Tabu, pantangan atau pamali bagi
masyarakat Kampung Naga masih dilaksanakan dengan patuh khususnya dalam
kehidupan sehari-hari, terutama yang berkenaan dengan aktivitas
kehidupannya.pantangan atau pamali merupakan ketentuan hukum yang tidak
tertulis yang mereka junjung tinggi dan dipatuhi oleh setiap orang. Misalnya
tata cara membangun dan bentuk rumah, letak, arah rumah,pakaian upacara,
kesenian, dan sebagainya.
Bab III
PENUTUP
3.1.
Kesimpulan
Kampung Naga merupakan perkampungan
tradisional dengan luas areal kurang lebih 1,5 ha. Kampung Naga secara
administratif berada di wilayah Desa Neglasari, Kecamatan Salawu, Kabupaten
Tasikmalaya, Propinsi Jawa Barat. Kampung ini berada di lembah yang subur,
dengan batas wilayah, di sebelah Barat Kampung Naga dibatasi oleh hutan keramat
karena di dalam hutan tersebut terdapat makam leluhur masyarakat Kampung Naga.
Di sebelah selatan dibatasi oleh sawah-sawah penduduk, dan disebelah utara dan
timur dibatasi oleh sungai Ciwulan.
Di luar itu semua, Kampung Naga
pasti akan menyuguhkan nuansa lain dari Wisata Budaya manapun. keberadaan
kampung Naga ibarat oase pada jaman yang semakin memiskinkan nilai-nilai.

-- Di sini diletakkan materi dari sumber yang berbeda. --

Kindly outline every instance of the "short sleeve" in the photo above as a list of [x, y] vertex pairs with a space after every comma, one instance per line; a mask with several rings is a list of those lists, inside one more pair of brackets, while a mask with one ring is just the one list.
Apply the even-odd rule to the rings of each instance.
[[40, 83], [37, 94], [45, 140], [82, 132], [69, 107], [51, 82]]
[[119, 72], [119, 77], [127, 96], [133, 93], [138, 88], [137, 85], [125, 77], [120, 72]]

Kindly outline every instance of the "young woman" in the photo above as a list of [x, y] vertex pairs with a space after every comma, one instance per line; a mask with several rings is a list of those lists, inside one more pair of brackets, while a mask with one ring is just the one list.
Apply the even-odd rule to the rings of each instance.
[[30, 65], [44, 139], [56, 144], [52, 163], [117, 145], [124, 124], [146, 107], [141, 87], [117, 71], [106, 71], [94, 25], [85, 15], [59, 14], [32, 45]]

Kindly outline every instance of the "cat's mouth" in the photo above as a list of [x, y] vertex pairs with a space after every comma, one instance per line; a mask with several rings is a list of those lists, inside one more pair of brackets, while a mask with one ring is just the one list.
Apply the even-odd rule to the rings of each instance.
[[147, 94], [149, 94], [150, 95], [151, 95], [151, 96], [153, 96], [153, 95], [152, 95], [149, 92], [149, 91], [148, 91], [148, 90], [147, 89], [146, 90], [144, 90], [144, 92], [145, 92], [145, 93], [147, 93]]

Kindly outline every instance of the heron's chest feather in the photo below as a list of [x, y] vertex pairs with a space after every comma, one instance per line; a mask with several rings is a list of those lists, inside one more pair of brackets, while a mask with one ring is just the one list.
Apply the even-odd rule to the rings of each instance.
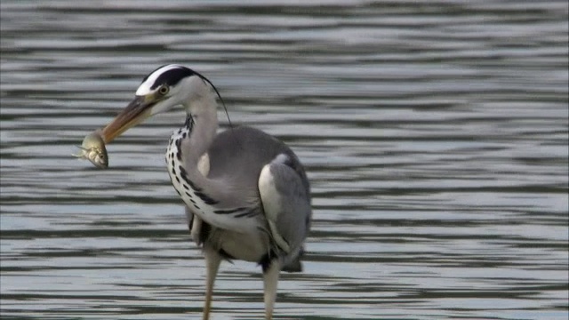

Kampung Naga sampai saat ini merupakan benteng bagi nilai-nilai tradisi dan
kearifan budaya masyarakatnya.
Arus modernisasi tidak bisa
dihindari, cepat atau lambat pasti mempunyai pengaruh dan menimbulkan berbagai
perubahan kehidupan sosial, tidak terkecuali di pelosok desa terpencil
sekalipun dan kampung naga juga yang dulunya tidak pernah tersentuh arus
modernisasi sekarang sudah terlihat adanya arus modernisasi mulai tumbuh di
berbagai bidang di kehidupan masyarakat kampung naga yaitu bidang mata
pencaharian, bidang pendidikan, bidang teknologi, bidang kesenian, bidang
bahasa, dan bidang perilaku, pakaian dan alat keseharian. Bahkan yang paling menonjol
adalah Saat ini,kehidupan masyarakat Kampung Naga sudah sangat dekat dengan
kehidupan moderen. Buktinya, ketika memasuki kawasan Kampung Naga, kita bisa
melihat beberapa antene TV menjulang tinggi. Beberapa rumah sudah memiliki TV,
dan radio serta telepon genggam.
3.2.
Saran
Kampung Naga tentunya telah berusaha
keras untuk mempertahankan tradisi adat istiadatnya di tengah arus globalisasi
dan mereka telah membuktikan bahwa dirinya mampu. Sekarang adalah kita untuk
turut serta melestarikan kebudayaan mereka dan kebudayaan Nusantara lainnya
dengan memperkenalkannya kepada generasi – generasi secara turun temurun karena
kebudayaan – kebudayaan inilah yang telah memperkaya khasanah budaya Indonesia.